Sure, it’s not unthinkable that Palin would run against incumbent Democratic Sen. Mark Begich, who is up for reelection next year. She is still a draw among conservatives, but her national popularity seems to trump residual affection for her in Alaska. So far the polls don’t show a home-state public clamoring to have Palin on the ballot.
One survey – conducted in May by Harper Polling, a GOP shop, for the Tea Party Leadership Fund – indicates that she would narrowly lead the field of possible Republican candidates. Palin would take 32 percent of the primary vote, followed by Alaska Lt. Gov. Mead Treadwell at 30 percent, and Joe Miller, the tea party-backed Republican nominee in 2010, with 24 percent.
Meanwhile, a poll conducted earlier this year by the Democratic firm Public Policy Polling concludes that Senator Begich would fare well in a general election against Palin, besting her by 16 points, 54 to 38 percent.
For his part, Begich isn’t taking lightly Palin’s coy offer to run if she believes she’s needed. In an interview with Politico on Wednesday, he repeatedly questioned whether she lives in Alaska.
"I don't know if she's a resident," Begich said. "She's been away from Alaska a lot and has probably lost touch with what's going on.
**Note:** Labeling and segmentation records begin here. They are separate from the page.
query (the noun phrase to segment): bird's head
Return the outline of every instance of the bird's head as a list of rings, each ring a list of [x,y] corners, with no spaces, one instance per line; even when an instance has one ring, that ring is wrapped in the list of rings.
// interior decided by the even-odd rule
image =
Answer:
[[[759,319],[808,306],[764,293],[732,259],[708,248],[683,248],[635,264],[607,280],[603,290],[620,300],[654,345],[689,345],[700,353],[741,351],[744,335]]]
She should go to my webpage. Most Alaskans I see on a pretty regular basis, but I haven't seen her for a long time.”
(Palin is still registered to vote in Wasilla, where she served as mayor, Politico notes.)
Begich also suggested that he won’t take Palin too seriously unless she emerges from what’s expected to be a crowded primary. “A Republican primary in Alaska? She may not survive,” he said.
But Palin’s star power still shines enough – and her potential to raise money looms large enough – for Begich to weigh in on her potential candidacy. Palin pushed back on Facebook Thursday, criticizing Begich for being in President Obama’s pocket and for voting with “ultra-liberal Senators Chuck Schumer and Harry Reid approximately 90 percent of the time.” He voted, she said, “FOR Obamacare, FOR massive tax increases, FOR carbon taxes which could cost Alaskans 21,000 jobs, AGAINST pro-life legislation, and there’s so much more.”
“Really, Mark? Really?” Palin wrote. “Margaret Thatcher used to say, ‘I always cheer up immensely if an attack is particularly wounding because I think, well, if they attack one personally, it means they have not a single political argument left.’ So, thank you, Mark Begich, for making me and others exceptionally cheery today!”
It’s probably too early yet to be drawn in by Palin’s fighting language – or her seeming good cheer at the prospect of Begich’s engagement. Fighting, after all, is a Palin trademark, and she’s not necessarily interested in sparring from behind a desk in a storied congressional chamber. Palin is, first and foremost, a moneymaking machine. She is Sarah Palin Inc., and, frankly, her brand isn’t what it was for a fleeting moment in 2008. As Begich bites and the social network sniping commences, the spotlight grows brighter around the former pol.